Cocktail Syrups

07 February, 2014

Both Monin and Giffard are keeping 2014’s new flavours under wraps for now. Bill Hinkebein, vice-president, marketing at American Beverages Marketers, the maker of Finest Call Cocktail Mixes and Coco Re’al Cream of Coconut, believes “not all flavoured syrups are created equal”. And, as you might expect, he holds his own in pretty high regard. 

“There are dozens of family and corporate brands of the old-style flavoured syrups: cane sugar mixed with artificial and/or natural flavourings,” he says.

“Some of these brands offer an astonishing 150 flavours or more. These products have traditionally been used as coffee flavourings or mixed with soda water or tonic to create flavoured sodas. Increasingly, some flavoured syrups are used in making cocktails and long drinks,” he adds, getting into his stride. 

“Finest Call syrups are a step ahead of these traditional flavoured syrups, for the reason of their fruit juice content. Finest Call is one of the few brands that actually uses real and fresh juice in its syrup products.”

Natural and fresh ingredients  are important to many bartenders and, when it comes to the ‘real deal’, we stumble upon the age-old conflict: bartenders want to make their own unique flavours but brands offer consistency – and longer shelf life through pasteurisation.

Giffard’s Godefroy says:  “We create gourmet, natural and authentic syrups that must be as close as possible to homemade syrups.” 

Monin also attempts to stay well and truly in touch with the bartender community through a series of competitions and its Monin Studio, designed for bartenders to come and try the products, opened last November in London. It’s the 54th Monin facility to open worldwide and it also features premium spirits brands, ready and waiting for innovative bartenders.

Syrups behind the bar 

For Kristo Tomingas at the Butterfly Lounge in Tallin, Estonia, branded syrups are a necessity. He says: “In Estonia we are not allowed to use homemade products when mixing drinks in bars so we have only been experimenting for our own pleasure.” 

Tomingas has created a buckthorn, rhubarb and cloudberry syrup though it doesn’t appear in his bar’s cocktails.  “We co-operate with Monin syrups,” he says.  “So we also haven’t seen a big need for making the others ourselves. We use many cocktails made with different syrups as they work well for finding different, new tastes.
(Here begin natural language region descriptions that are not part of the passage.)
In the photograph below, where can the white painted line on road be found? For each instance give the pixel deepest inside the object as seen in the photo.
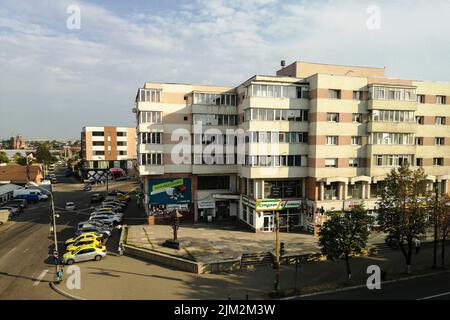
(41, 276)
(435, 296)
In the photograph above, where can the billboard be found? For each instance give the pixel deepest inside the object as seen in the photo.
(170, 190)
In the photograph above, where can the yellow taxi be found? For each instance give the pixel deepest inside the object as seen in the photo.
(83, 236)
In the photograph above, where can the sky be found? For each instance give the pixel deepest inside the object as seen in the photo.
(55, 79)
The most interesting ones that we love to use are maybe fresh cucumber, basil and green tea.”

In France, Julien Escot, bar owner at Papa Doble in Montpellier, says branded syrups win over poorly created home mixes. “I will always prefer an industrial syrup better than a bad homemade one,” he says. 

But for Escot, who we are sure doesn’t sell a bad syrup, homemaking comes when he “can’t find a specific flavour or a level of quality with industrial brands”. His homemade syrups at the moment are rhubarb, spiced liquorice, grapefruit and velvet falernum. 

“I also make a ‘cordial de printemps’ which comprises freshly extracted cucumber juice, coriander, lemongrass and pepper berries,” he says.